Forgiveness is never for the other person.
Carrying around anger and resentment is entirely yours to carry. And the forgiveness and freedom it provides is also entirely yours.
If you are ready for a lighter you, free from the weight of anger, then this ritual is for you.
Do you remember going to the beach as a child and marveling over the size and vastness of the wide ocean? We are going to use that power for this ritual, because if anything can take away your hurt, if there's one thing that can handle it, it's the ocean. It's bigger, stronger and far more powerful than you or I, it can handle your anger, and it wants it.
If you can get to the beach, perfect, if not you can meditate and take yourself there in your mind. Either will work.
What You Need:
A beach, or a quiet room where you can perhaps put on some ocean sounds to help with your meditation.
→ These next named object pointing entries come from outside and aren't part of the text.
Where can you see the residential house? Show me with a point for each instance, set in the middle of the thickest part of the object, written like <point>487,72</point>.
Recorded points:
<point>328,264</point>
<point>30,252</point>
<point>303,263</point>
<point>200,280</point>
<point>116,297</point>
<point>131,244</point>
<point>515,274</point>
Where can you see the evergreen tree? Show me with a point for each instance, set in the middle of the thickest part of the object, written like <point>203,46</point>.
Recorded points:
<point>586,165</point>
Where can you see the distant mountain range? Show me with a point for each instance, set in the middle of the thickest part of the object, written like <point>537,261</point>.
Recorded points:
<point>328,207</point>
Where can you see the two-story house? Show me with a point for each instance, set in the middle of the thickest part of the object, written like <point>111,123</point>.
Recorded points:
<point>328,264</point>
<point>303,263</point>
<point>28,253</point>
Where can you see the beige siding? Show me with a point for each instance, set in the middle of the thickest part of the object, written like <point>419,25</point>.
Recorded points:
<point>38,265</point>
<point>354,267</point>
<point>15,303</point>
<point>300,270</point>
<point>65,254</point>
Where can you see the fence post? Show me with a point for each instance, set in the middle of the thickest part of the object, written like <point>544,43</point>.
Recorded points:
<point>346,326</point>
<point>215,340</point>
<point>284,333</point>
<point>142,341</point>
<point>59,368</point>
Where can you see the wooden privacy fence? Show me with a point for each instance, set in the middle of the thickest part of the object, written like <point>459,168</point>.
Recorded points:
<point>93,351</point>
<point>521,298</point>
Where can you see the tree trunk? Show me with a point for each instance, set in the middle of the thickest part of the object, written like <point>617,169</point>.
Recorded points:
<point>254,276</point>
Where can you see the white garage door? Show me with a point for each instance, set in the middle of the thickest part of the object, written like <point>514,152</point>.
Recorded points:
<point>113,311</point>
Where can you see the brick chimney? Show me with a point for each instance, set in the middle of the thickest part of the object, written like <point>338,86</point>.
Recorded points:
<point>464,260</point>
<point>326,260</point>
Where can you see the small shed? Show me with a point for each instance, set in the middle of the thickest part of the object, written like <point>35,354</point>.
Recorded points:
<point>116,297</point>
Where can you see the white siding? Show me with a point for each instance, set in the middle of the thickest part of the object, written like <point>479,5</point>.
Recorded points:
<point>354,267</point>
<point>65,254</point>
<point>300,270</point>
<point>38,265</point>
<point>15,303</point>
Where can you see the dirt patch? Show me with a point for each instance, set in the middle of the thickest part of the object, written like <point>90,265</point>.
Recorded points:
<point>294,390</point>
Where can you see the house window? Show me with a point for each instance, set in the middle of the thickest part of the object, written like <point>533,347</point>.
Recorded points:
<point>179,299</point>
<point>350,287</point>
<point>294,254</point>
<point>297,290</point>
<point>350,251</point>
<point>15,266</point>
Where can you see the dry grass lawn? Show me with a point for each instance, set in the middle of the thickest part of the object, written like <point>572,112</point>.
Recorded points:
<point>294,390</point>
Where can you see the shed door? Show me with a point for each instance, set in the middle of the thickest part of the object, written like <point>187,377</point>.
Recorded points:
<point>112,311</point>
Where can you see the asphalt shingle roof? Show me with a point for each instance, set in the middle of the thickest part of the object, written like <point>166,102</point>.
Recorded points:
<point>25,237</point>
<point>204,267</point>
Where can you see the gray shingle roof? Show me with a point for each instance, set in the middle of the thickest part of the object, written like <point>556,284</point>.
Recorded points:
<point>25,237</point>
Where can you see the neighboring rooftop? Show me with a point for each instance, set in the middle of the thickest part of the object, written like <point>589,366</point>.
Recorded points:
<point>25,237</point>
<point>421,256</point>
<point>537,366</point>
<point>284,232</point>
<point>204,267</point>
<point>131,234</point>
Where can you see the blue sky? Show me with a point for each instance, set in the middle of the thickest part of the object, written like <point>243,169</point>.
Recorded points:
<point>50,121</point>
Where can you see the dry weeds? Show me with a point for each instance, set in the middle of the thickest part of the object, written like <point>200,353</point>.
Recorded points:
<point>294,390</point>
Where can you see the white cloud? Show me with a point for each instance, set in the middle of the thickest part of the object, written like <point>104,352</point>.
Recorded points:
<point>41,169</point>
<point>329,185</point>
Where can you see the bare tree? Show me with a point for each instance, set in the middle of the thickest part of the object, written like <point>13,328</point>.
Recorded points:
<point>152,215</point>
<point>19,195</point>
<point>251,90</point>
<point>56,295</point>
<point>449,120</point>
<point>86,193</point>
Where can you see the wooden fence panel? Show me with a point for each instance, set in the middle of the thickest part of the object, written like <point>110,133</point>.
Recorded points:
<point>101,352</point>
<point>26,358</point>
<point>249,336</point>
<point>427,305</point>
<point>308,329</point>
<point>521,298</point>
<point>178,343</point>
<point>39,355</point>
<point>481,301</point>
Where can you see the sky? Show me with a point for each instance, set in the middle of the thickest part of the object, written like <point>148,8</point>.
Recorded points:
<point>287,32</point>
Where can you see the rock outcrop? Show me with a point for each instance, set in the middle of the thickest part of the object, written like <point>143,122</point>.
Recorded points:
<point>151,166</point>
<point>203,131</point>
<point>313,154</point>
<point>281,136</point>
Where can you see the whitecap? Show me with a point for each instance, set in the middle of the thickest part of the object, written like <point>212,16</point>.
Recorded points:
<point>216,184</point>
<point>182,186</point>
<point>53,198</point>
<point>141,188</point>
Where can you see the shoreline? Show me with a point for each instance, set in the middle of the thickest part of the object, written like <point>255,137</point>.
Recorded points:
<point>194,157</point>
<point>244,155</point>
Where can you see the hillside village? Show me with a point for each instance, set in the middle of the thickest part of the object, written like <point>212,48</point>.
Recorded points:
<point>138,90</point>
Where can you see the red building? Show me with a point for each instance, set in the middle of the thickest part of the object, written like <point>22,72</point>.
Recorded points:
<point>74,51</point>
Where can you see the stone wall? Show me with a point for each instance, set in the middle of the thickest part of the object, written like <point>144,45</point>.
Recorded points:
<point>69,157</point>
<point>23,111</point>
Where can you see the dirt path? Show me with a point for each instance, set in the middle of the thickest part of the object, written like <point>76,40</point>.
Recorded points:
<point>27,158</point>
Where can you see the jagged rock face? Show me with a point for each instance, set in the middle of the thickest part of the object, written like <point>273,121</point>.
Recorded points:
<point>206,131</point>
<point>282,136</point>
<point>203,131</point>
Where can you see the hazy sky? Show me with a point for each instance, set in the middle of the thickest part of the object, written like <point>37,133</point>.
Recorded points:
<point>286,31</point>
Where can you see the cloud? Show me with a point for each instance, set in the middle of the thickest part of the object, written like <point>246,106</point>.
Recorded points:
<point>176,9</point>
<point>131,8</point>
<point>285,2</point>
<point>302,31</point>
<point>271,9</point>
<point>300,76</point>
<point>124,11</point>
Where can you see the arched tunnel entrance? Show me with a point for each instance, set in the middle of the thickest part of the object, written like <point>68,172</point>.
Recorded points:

Insence or candles if you're home - something fresh
To Preform the Ritual
Take yourself to the beach, alone, and not at a time of day where there are loads of families there as a distraction. You want it to feel like you're alone with the ocean.
If you're at home, set up your quiet space with incense or candles.
Take your shoes off. Sit comfortably in the sand, near the crashing waves, and close your eyes.
Take in a few deep breaths; in and out. Listen to the waves wash to the shore, comforting, caressing you. The ocean is with you and here for you. It wants to help you. You're safe.
Now envision the root of your anger, the person you're angry with, or if it's yourself, the reasons for these feelings. They are growing deep within you, burning, hurting, invading every part of you, and you no longer want it in your life. You want to be free of it's hold on you, and you can be.
I want you to stand and walk to the edge of the water until you can feel the comfort of the water around your ankles. Place your arms at your sides, palms facing the ocean.
You don't have to speak aloud, but it can be more powerful to say the words out loud that you're needing to say. It might simply be "I forgive you", while you visualise the person or thing you're forgiving. You may have more to say, that's totally up to you.
Now I want you to breath in deeply, and for every slow outward breath, I want you to feel all the anger and resentment that's been inside of you, slowly leave through the soles of your feet, into the sand, and out into the ocean. Breathe in, and when you breath out nice and slowly, feel the ocean come and take away of all that's been weighing you down. Let it take it far, far away. Do this for as long as you need.
When you're ready, step back out of the water and thank the ocean for taking away the burden, and thank yourself for being brave enough to let it go.
Speak some affirmations, words of comfort you may be needing to hear.
"I am worthy of all the kindness and compassion in the world."
"The past is done. I now live in the present."
Once you feel peace settle over you and the kind reminder that the ocean has taken care of you, gently open your eyes and feel the power and weighlessness of the new you.